SPHS students back in the classroom for the first time in over year

Story by Sofia Alva
Associate News Editor

Photo by Sophie Yeung
Staff Photographer

Around 250 students in Cohort B returned to in-person school at SPHS on Thursday, Apr. 15, after more than a year of distance learning. 

Students who made the decision to attend school in-person hope that the change in pace will benefit their mental health and education. 

“It felt good to come back to school after a whole year online and see my friends and teachers again,” junior Evelyn Dowd said. “I think I’m going to be more focused in class and my mental health will get better. I decided to come back because I was honestly tired of being in my room all day and I was having a hard time focusing at home.”

Upon entering campus each day, students are required to fill out a health screening stating that they are free of coronavirus symptoms and have not travelled out of L.A. County in the last 10 days. Specially hired staff members stationed at each of the five entrances ensured students maintained a six feet distance and verified their negative health screening. 
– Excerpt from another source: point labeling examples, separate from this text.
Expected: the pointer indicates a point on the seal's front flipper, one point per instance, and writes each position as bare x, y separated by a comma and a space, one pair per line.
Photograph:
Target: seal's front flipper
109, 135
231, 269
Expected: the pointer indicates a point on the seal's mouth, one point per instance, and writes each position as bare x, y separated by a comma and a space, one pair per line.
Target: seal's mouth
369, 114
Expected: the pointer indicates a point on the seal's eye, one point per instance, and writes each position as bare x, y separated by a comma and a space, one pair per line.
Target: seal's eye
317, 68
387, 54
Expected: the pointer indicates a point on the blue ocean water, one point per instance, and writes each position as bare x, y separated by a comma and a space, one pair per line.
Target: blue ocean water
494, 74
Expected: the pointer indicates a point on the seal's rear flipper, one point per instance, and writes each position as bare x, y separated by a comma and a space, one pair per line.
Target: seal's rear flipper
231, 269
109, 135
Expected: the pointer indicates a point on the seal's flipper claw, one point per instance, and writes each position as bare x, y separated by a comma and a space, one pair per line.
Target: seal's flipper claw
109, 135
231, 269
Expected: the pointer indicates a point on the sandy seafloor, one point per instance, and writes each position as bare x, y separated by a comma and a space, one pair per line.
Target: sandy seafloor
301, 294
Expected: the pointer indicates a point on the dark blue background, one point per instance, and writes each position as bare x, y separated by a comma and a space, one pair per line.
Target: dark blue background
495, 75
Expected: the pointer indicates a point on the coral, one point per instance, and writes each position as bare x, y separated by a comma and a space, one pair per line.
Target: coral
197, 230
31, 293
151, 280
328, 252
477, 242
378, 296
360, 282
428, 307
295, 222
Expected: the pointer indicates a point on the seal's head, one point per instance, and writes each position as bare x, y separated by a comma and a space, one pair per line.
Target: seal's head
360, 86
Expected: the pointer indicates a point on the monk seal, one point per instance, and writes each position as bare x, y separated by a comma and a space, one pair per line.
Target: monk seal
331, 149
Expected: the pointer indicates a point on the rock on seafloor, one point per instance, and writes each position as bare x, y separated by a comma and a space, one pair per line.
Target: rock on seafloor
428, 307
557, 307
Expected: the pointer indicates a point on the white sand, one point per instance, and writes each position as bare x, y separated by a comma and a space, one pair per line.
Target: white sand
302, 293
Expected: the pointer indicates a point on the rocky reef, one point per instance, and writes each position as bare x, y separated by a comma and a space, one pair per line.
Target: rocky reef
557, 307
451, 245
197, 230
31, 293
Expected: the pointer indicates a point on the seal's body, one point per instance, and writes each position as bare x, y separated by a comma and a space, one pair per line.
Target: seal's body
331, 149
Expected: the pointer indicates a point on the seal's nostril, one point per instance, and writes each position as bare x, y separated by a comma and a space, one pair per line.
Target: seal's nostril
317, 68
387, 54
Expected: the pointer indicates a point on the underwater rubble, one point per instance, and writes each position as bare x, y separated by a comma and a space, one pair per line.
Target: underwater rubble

Classroom doors are to remain open throughout class and rooms are equipped with air filters to reduce risk of coronavirus transmission. Additionally, students are spaced out six feet apart at desks with masks on at all times. After every class period, students disinfect their seating areas and apply hand sanitizer. 

“Everything felt really safe,” Dowd said. “There was a maximum of eight people in all my classes and everyone was very spaced out and distanced.”

The hybrid model began on Monday, Apr. 12, introducing all-period Mondays and a block schedule for the rest of the week, with a 40 minute lunch after fifth or sixth period. Students have the choice to either remain in distanced learning for the rest of the year in Cohort C, or attend school in person two days per week. Students in Cohort A are on campus on Tuesdays and Wednesdays, while those in Cohort B learn in-person on Thursdays and Fridays. 

Most teachers opted to have their at-home students on Zoom, with in-person students participating separately by discussing amongst themselves. Because of this, some educators felt as though their teaching and attention were detrimentally divided between the two groups. 

“Of course I enjoy seeing students in person, but I really think that this return to in-person school in a ‘hybrid’ arrangement, and all the headaches associated with it, could have easily been avoided,” Spanish teacher Joshua Whitney said. “Online learning is definitely inferior to having everyone in the classroom, and it is not perfect, but it is stable and seems to have its advantages over this ‘hybrid’ model.”

Whitney also expressed frustration with the amount of time spent dealing with technology rather than teaching.

“What we [teachers] want to be spending mental energy on is one: what we are actually teaching; and two: the contours of the classroom relationships which are so essential to openness and real learning,” Whitney said. “Technology may be fundamental, but it is not as significant as intellectual richness or good relationships. We are in a kind of ‘upside down’ situation right now where things that are less significant are dominating our attention to the detriment of what is most important about teaching and learning.”

Leading up to the return to school, SPHS administrators hosted in-person orientations for students on different days based on grade level and cohort. There, students learned the logistics of navigating campus safely, and had the opportunity to win prizes in a raffle. Cohort C students did not have an orientation and will receive their free school-spirited sweatpants at a later date. 

Many of the students in Cohort C had safety and health concerns about returning to school. However, because coronavirus vaccines have recently become more accessible to teenagers, many SPHS students have received them and feel more comfortable attending in-person school.

“Getting the vaccine felt like a giant weight being lifted off my shoulders,” junior Julia Shadmon said. “It was just another reason I felt safe enough to return to school and finish my junior year.”

Students in Cohort A will have their first day back on campus on Tuesday, Apr. 20.